Pioneer urges fund buyers into European equities

Investors should increase allocations to equities, including European equities, as not since the 1950s has the asset class been so cheap compared to bonds and cash, an audience of fund buyers heard last week at a Pioneer Investments conference.

Giordano Lombardo, chief investment officer and deputy chief executive of Pioneer, said: “It’s absolutely right to consider risky assets and particularly equities. They offer better value than any other alternatives, especially bonds, and they have a better risk-reward profile in the longer run.”

Lombardo said that he expected European equities, which have more attractive valuations compared to the US partly because of investor scepticism towards the eurozone, to be one of the top performing asset classes in the near future.

Diego Franzin, head of equity – Europe at Pioneer, said: “If you compare it to cash and bonds it does not happen very often that equities are so cheap in comparison. It last happened in the ‘50s when the ‘cult of the equity’ was born.”

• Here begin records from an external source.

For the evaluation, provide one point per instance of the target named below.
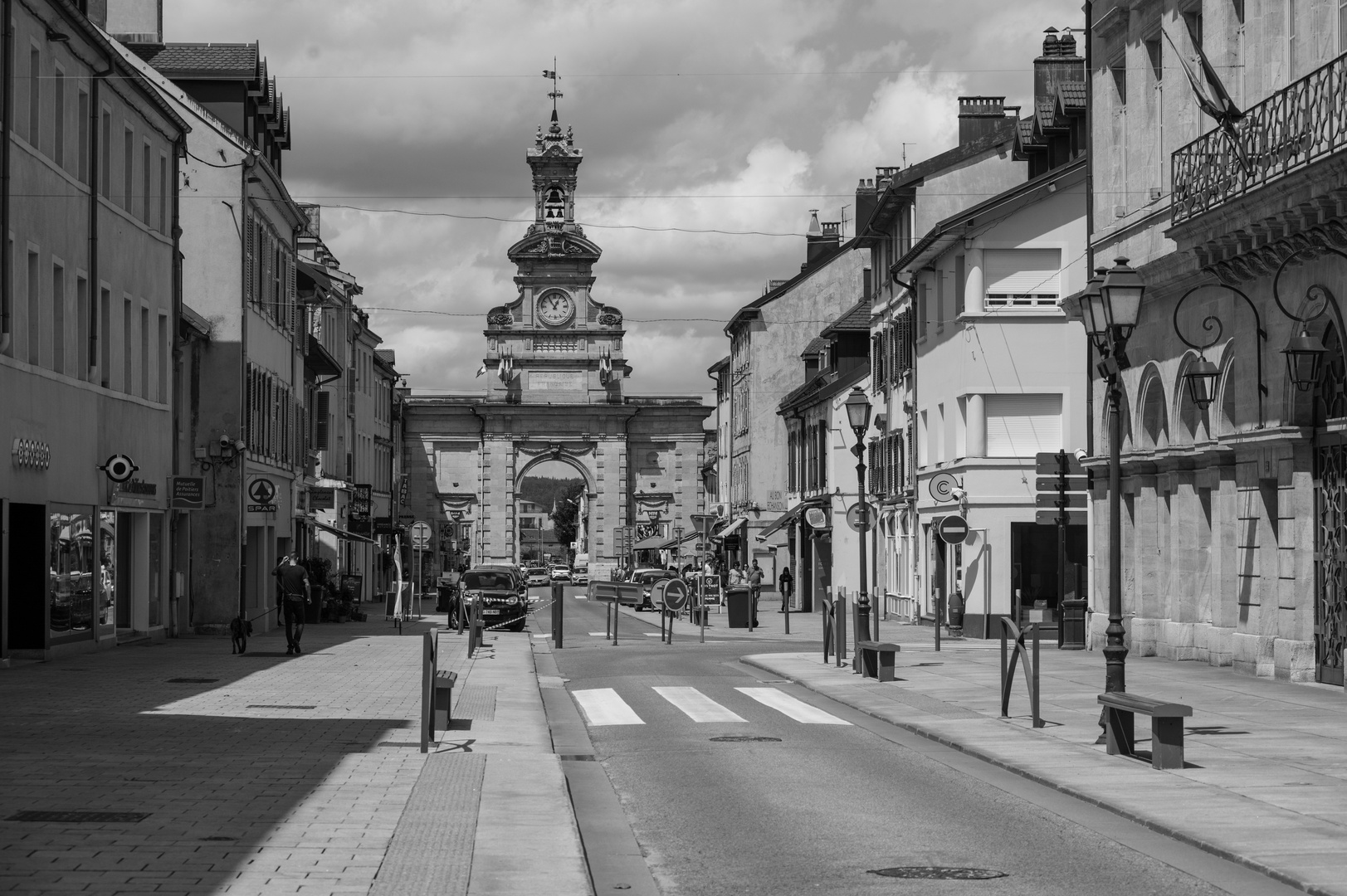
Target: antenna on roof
(557, 95)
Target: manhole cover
(279, 706)
(936, 872)
(34, 816)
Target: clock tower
(555, 343)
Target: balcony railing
(1296, 125)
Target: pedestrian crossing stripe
(787, 705)
(698, 706)
(603, 706)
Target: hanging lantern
(1304, 360)
(1202, 377)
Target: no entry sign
(953, 530)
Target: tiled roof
(1072, 95)
(203, 60)
(817, 345)
(856, 319)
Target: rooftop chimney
(1057, 64)
(979, 116)
(819, 239)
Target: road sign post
(1063, 484)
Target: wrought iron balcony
(1296, 125)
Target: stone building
(89, 308)
(1232, 523)
(555, 392)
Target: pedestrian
(786, 582)
(294, 585)
(754, 578)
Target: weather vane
(557, 95)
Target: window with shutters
(1022, 278)
(1022, 425)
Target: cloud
(693, 114)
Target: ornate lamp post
(858, 416)
(1111, 306)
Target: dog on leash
(239, 631)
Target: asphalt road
(823, 803)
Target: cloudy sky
(411, 119)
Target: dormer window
(554, 209)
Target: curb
(1160, 827)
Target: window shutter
(322, 411)
(1022, 276)
(1022, 425)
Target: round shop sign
(119, 468)
(953, 528)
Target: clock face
(555, 309)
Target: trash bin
(1071, 630)
(739, 606)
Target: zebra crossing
(605, 706)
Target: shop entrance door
(27, 623)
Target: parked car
(647, 578)
(503, 592)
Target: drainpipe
(6, 124)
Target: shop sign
(186, 492)
(32, 455)
(361, 509)
(261, 492)
(134, 494)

Pioneer, which has €165 billion under management, increased its allocation to European equities when its sentiment turned positive relative to a previous preference for US equities in June last year. Notably, this was before the July announcement by Mario Draghi, president of the European Central Bank, to do “whatever it takes” to save the eurozone from collapse. The climb in equities markets across Europe in recent months can be dated to that speech.

Lombardo told the conference of international fund buyers that both the chief investment officer of a European insurance company, and an Asian sovereign wealth fund, had told him in recent months that they would like to invest in European equities.

A recognition that austerity had been the wrong policy response to low growth, and an easing of austerity measures, support the macroeconomic case, said Lombardo.

“A lot of ground has been covered in terms of austerity. The additional level of austerity will be much less if not close to zero.”

He pointed out that countries including France and Spain had been given longer to reach their budgetary targets.

However, he also warned that the failure of the transmission mechanism – the banks, which were supposed to channel the liquidity created by monetary authorities into the real economy – was behind increased asset prices, benefiting mainly the wealthy.

An increase in lending is the next sign that could carry eurozone equities forward, Lombardo said, and he pointed to the recent deal for KfW, the German development bank, to lend €800 million to Spanish small and medium enterprises as a positive step.

But Lombardo also warned against a possible bubble in dividend-paying equities.

Though he said this was not a near-term danger, he said a result of the search for income by investors could be inflated asset prices, both in bonds and income equities.

High dividend-paying equities have been in favour for many funds in recent years.

“The important thing is knowing when at some stage you are buying beyond the fundamentals.”

The Pioneer conference was held in Dublin, where the firm has one of its investment hubs. Funds Europe was the media partner.